自分が覚えている一番古い記憶は、幼稚園で他の園児たちが積み木で遊んでいるのをじっと見ているところ。

僕の手には積み木が一つ握られていた。「この積み木も使おうよ」と言いながら彼らの輪に入っていき、一緒に遊ぶことはできなかった。でも、それを先生に気づかれて「ほら一緒に遊びなよ」と言われる事も嫌だった。一人は嫌だけど、無理やり輪に入れられるのも嫌。

 あの時、僕はどうしたかったのだろう?

 当時住んでいた団地の子供の中で、僕は唯一、補助輪なしで自転車に乗れなかった。ある日、何人かで自転車競争をしようという話になり、僕も参加することになった。

号令と共に一目散に走っていく彼らの背中を見ながら、僕は途中でペダルを漕ぐことをやめた。誰ひとり「あいつは補助輪だけど大丈夫かな?」と振り向かなかった。全員がただ一番になりたいという気持ちで一心不乱に走っていく姿は、人間としては正しい事なのかもしれない。

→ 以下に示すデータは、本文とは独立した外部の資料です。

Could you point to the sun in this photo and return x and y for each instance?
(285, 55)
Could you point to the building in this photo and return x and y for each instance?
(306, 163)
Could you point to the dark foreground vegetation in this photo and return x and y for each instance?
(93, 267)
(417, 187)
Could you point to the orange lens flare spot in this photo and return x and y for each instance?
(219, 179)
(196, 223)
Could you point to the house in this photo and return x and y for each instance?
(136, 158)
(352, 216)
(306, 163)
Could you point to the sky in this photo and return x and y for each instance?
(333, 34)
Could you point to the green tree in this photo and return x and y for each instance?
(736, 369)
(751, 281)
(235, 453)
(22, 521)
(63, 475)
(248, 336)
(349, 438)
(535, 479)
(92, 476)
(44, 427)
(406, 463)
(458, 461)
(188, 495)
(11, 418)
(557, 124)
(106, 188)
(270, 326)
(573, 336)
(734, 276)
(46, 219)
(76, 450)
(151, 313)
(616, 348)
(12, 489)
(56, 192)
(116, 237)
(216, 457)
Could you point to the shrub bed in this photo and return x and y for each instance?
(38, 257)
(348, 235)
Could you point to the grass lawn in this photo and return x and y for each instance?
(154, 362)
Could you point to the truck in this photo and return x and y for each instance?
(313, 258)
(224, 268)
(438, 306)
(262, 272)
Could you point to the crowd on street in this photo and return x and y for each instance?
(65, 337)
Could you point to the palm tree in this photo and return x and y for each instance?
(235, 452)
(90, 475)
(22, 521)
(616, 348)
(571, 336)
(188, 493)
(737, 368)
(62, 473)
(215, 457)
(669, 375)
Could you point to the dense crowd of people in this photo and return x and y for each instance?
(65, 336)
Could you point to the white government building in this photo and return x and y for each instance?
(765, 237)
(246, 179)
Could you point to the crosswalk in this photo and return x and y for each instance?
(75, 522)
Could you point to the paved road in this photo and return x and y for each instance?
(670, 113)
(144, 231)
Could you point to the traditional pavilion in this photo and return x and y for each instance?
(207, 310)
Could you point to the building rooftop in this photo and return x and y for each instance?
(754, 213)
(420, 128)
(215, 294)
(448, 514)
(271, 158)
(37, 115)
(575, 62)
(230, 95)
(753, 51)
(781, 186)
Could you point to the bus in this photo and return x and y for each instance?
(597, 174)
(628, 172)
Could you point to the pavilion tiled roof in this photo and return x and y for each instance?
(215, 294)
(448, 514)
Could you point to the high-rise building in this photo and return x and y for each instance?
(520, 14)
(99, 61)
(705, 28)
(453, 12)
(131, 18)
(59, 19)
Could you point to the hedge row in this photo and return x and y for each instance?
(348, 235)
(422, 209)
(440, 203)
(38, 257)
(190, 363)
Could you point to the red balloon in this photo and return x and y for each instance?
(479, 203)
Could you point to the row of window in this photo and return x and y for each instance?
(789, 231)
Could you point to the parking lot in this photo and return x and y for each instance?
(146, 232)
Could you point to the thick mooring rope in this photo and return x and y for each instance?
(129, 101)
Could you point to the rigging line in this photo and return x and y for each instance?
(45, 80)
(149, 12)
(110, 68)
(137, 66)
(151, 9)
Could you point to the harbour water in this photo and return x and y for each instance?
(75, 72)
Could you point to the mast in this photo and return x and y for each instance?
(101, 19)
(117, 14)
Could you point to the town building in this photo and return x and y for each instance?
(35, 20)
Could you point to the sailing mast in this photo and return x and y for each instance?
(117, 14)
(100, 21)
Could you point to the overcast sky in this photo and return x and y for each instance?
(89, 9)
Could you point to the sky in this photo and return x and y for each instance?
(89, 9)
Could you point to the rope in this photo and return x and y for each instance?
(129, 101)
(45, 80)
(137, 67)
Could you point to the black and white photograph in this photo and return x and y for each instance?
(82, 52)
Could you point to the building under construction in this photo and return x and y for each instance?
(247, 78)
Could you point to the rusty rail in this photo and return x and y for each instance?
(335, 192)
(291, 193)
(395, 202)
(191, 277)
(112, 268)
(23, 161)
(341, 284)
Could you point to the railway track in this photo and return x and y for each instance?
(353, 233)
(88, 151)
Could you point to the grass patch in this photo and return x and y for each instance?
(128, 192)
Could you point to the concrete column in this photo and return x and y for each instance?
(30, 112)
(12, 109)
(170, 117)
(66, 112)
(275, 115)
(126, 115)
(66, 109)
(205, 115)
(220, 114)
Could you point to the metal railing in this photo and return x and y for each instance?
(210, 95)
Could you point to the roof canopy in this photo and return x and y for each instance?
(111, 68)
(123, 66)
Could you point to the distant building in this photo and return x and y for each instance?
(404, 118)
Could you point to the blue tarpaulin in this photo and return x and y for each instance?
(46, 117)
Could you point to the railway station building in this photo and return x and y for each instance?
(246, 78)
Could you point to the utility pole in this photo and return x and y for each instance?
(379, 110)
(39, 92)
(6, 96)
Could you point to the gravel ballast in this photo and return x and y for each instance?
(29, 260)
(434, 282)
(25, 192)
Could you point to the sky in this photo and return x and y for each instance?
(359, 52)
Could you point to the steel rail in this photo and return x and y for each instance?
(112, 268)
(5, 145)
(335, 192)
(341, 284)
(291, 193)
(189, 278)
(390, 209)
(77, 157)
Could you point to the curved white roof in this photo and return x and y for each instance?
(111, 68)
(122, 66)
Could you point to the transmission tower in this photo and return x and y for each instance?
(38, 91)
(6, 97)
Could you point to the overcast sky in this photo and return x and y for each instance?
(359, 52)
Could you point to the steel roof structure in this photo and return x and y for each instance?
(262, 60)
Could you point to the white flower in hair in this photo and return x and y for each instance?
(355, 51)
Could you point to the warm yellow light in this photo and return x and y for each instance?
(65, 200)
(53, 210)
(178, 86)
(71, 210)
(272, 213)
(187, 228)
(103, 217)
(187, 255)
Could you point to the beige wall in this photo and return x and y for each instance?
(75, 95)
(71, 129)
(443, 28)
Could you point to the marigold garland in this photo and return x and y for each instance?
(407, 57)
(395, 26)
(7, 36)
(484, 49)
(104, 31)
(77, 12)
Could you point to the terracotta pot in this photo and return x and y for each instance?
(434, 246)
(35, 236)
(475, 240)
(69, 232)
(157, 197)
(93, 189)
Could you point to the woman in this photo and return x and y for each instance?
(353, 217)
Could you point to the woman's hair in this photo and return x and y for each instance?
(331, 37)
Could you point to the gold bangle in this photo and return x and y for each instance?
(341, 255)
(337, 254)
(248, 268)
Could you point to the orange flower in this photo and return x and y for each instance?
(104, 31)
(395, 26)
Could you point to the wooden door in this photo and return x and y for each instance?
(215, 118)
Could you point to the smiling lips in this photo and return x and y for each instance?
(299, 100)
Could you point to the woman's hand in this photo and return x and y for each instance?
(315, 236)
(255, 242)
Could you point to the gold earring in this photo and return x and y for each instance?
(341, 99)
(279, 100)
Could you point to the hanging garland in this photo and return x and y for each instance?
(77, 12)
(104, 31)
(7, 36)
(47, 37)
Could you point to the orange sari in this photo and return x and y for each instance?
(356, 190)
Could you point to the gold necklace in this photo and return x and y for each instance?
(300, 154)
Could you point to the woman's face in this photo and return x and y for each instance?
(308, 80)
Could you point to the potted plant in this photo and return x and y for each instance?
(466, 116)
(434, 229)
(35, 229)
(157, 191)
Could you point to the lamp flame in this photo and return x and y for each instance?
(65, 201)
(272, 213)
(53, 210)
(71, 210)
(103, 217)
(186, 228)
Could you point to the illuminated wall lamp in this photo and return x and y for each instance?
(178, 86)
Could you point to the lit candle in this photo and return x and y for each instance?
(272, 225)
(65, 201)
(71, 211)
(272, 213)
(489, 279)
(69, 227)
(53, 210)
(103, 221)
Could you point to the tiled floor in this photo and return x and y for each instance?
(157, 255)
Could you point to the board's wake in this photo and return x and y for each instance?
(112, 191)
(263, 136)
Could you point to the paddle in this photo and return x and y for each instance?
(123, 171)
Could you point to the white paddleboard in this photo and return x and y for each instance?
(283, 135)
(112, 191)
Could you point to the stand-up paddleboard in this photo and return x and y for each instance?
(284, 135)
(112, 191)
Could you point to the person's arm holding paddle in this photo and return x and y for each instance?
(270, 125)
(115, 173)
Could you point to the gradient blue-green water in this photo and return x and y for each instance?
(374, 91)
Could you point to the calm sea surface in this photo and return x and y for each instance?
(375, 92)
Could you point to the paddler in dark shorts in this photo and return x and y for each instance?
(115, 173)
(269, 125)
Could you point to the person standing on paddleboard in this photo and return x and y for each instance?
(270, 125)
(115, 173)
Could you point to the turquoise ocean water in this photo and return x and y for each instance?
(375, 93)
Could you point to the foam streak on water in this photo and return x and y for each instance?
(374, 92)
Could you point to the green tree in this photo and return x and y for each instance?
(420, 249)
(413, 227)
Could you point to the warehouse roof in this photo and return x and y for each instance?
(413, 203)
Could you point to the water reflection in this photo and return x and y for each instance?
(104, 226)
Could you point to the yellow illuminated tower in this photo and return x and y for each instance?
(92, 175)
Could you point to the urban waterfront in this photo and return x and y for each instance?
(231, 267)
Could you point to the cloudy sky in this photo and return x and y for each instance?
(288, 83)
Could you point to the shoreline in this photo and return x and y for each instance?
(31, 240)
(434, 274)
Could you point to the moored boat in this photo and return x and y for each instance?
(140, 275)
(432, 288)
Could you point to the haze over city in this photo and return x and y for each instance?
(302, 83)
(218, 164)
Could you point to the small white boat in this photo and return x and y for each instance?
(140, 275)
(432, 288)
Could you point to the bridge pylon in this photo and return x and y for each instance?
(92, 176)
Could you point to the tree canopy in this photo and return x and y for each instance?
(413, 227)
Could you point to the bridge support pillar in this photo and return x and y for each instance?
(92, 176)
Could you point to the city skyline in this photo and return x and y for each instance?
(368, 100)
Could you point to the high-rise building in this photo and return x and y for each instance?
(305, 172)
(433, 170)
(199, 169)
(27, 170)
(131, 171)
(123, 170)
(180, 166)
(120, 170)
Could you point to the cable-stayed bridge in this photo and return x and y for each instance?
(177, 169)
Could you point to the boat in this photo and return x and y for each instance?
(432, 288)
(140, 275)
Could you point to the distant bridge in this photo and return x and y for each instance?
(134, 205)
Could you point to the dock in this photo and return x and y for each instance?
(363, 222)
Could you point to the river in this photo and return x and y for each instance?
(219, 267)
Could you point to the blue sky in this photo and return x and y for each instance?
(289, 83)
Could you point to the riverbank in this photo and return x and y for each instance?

でも、僕はどう足掻いても、一番になれない事はわかっていた。

その日から僕はあまり外で遊ばず、家で、一人で過ごすようになった。
 
あの時、補助輪つきでも何とか追いつこうと努力したら、何か変わったのだろうか?

 人生は選択の連続だ。

 数えきれないほどの選択と巡り合わせが重なり、その上で僕は生きている。数えきれないほどの選択と巡り合わせが重なった結果、今、僕はこの文章を書いている。

現在、レッドブルつばさという名前で芸人をはじめて五年目になった。最初に思い描いていた予定とはだいぶ違うが、自分で自分の事を好きになれるぐらいにはお笑いを楽しめるようにはなってきた。

 自分のような人間がお笑い芸人になれるわけがないと思っていたが、「なろう」と思ったら案外簡単だった。特別な手続きは必要なく「私はお笑い芸人です」と言い続けるだけだったから。自分が芸人かどうかを決めるのは自分なのだと、その時気づいた。

僕は事務所に所属しているわけでも、運命を共にする相方がいるわけでもない。ついでに言うとバイトもしていない。自分で勝手に芸人だと名乗りライブを主催したりライブに出演したりしているだけの人間だ。世間から見たら、ただの無職。無職の中では割と大きい声が出せるというぐらい。

 毎日毎日不安で仕方ない。ボーっとするとすぐに嫌な事を考えてしまう性格なので、夜眠るときは常にラジオをつけている。

 起きている時も基本的にはライブの最中以外は、気を緩めると不安になりそうになる。でも、ライブは「ウケること」だけに集中しているから不安にならない。だから、できるなら毎日ライブに出ていたいけど、それはなかなか難しい。

 ライブ以外でも何か不安を遠ざける方法はないか探していたら、文章を書くことに辿り着いた。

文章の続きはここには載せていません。